From the Archives: Predawn landing for space shuttle Columbia

Jan. 18, 1986: A spotlight captures the landing of the shuttle Columbia at Edwards Air Force Base in the Mojave Desert.
(George Fry / Los Angeles Times)

On Jan. 18, 1986, the shuttle Columbia landed at Edwards Air Force Base in the Mojave Desert after a Florida touchdown was canceled because of rain.

This flight by Columbia carried then-Rep. Bill Nelson (D-Fla.), chairman of the House subcommittee that oversees NASA, into space.

During his career, Los Angeles Times staff photographer George Fry covered several shuttle landings at Edwards Air Force Base. According to Fry, photographers had to be in position early because, “NASA made sure nothing moved for a couple hours so no dust was kicked up.”

Fry usually took three Nikon 35mm cameras, lenses up to and over 600mm, and heavy tripods. “You never knew what to expect,” he said.

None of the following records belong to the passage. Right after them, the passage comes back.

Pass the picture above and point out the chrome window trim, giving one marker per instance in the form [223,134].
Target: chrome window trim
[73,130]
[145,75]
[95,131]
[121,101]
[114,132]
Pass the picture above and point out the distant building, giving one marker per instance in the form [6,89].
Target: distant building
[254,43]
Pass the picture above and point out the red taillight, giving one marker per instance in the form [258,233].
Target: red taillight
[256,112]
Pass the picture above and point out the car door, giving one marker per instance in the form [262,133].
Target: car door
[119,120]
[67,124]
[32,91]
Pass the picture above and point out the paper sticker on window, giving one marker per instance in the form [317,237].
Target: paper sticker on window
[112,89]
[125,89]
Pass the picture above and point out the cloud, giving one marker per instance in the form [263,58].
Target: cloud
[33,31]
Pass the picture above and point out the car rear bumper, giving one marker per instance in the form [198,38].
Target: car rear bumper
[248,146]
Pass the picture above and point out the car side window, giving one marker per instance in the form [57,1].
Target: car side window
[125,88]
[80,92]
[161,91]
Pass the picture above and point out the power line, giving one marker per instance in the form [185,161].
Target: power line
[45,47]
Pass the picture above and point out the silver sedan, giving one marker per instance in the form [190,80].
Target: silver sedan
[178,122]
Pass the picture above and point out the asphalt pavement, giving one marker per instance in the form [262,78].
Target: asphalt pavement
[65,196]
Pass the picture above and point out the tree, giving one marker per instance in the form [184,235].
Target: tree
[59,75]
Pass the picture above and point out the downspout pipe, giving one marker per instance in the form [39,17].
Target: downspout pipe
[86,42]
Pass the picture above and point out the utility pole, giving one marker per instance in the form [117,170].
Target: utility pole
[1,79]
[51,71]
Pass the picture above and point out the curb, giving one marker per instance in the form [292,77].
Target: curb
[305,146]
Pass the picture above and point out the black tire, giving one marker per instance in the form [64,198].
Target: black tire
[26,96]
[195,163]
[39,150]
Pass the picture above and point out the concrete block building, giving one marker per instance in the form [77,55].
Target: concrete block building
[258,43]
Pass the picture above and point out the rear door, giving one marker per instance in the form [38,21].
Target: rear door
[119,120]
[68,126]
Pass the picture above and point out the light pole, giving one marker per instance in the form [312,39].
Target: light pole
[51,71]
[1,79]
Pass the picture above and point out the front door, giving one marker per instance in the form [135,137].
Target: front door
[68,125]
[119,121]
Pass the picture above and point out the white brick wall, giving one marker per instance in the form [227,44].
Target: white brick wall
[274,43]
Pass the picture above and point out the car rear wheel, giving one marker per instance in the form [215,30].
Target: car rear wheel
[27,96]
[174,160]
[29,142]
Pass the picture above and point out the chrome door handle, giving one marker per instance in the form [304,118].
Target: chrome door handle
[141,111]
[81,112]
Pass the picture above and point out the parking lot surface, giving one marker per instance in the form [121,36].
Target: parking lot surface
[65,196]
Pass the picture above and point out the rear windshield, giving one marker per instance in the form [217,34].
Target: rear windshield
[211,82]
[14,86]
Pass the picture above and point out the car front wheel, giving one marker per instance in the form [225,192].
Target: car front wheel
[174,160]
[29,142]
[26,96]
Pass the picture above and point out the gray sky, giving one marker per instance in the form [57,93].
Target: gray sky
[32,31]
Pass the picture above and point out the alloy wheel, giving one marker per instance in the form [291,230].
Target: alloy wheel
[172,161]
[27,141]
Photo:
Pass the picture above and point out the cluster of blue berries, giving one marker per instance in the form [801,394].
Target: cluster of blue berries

At night, Tri-X film would have to be pushed to 1600 or even 3200 ASA. To add a layer of insurance, Fry came up with a unique plan.

For the night landing, Fry said, NASA was using a small passenger jet to simulate the shuttle approach. The jet came close to the runway but didn’t actually touch down. Fry exposed a test roll of Tri-X of the practice approach and placed it in the messenger film bag.

After Columbia did land, the test roll was sent back to the newspaper along with the film of the Columbia landing.

Fry said he wrote on the Columbia film bag “DON"T EVEN TOUCH THIS TILL TEST ROLL OUT AND DRIED!”

Back at The Times, lab techs developed the test roll, determined that the exposure was fine, then developed the film.

On Feb. 1, 2003, Columbia disintegrated over Texas during reentry, killing the seven crew members.